The Mortgage Bankers Association (MBA) called for quick passage of HR 3527, the FHA Multifamily Loan Limit Adjustment Act of 2009 which would increase the Federal Housing Administration's (FHA) multifamily loan limits for elevator properties and in extremely high-cost areas. The bi-partisan bill was introduced on Friday, July 31 by Reps. Anthony Weiner (D-NY) and Gary Miller (R-CA).
"Currently, FHA's multifamily loan limits are inhibiting the financing of affordable rental housing in a number of urban areas," said Michael Berman, MBA's vice chairman. "We believe there is nearly $3 billion worth of construction that would be able to begin this year if this bill became law. Not only would that add an estimated 11,000 units to the nation's stock of affordable rental housing, but it would also have a stimulative impact on the economy by providing jobs."

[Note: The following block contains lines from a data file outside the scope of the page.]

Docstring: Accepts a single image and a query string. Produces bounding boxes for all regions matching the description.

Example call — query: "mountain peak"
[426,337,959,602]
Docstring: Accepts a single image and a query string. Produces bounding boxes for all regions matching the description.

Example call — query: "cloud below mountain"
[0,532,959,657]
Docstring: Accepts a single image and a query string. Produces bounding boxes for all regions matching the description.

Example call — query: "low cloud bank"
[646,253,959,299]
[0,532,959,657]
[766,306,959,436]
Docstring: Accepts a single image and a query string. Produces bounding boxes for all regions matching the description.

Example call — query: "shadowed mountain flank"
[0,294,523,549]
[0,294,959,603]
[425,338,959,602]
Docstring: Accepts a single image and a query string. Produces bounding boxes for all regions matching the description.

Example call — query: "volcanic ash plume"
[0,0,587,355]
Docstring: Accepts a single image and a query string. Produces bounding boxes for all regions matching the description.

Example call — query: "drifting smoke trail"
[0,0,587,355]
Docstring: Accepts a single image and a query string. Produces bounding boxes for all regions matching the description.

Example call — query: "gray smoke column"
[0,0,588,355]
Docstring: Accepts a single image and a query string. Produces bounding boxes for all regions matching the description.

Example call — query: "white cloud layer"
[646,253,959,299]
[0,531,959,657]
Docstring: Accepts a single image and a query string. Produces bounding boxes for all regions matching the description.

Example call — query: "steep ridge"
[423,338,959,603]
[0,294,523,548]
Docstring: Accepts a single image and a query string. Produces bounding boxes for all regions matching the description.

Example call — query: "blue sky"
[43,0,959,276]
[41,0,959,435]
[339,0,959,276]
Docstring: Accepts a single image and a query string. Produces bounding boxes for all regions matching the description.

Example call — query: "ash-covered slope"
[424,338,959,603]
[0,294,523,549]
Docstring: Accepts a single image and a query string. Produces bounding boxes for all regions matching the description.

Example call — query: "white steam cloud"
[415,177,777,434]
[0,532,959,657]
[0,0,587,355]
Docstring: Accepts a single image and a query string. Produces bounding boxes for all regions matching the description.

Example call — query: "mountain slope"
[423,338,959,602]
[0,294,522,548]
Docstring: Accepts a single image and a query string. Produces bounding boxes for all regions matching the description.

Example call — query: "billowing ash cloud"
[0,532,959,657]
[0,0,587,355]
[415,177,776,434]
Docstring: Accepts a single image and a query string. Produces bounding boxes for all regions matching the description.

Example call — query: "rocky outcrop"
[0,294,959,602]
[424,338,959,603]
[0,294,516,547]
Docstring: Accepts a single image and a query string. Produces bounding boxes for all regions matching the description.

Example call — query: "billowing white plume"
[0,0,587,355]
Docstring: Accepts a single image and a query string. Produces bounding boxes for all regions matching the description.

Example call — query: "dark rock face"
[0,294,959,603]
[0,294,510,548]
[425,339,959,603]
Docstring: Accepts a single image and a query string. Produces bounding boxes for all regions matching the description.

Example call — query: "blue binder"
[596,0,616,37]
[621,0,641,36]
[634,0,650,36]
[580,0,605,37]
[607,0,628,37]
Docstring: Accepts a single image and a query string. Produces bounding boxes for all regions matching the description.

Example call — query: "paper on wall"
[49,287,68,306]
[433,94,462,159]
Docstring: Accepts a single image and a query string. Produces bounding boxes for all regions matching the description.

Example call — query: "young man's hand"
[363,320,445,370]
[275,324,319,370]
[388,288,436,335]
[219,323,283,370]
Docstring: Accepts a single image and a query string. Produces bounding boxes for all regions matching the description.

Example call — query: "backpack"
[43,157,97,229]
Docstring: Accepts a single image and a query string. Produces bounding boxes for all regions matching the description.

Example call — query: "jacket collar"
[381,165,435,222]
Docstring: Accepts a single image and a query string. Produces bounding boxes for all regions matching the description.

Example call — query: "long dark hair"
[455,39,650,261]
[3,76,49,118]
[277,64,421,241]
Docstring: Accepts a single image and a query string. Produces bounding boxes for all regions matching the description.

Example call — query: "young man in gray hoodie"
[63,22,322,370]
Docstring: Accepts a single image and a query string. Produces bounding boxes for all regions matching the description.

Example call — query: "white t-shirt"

Analysis shows that there is a 45 percent difference in the construction cost between a non-elevator building and a building of eight to 24 stories. Currently, there is a less than 10 percent difference between the loan limits for elevator and non-elevator structures. HR 3527 would establish a 50 percent differential between elevator and non-elevator in each FHA insurance program and each unit size. This will further facilitate the construction and rehabilitation of affordable rental housing in costly urban areas like New York City and Los Angeles.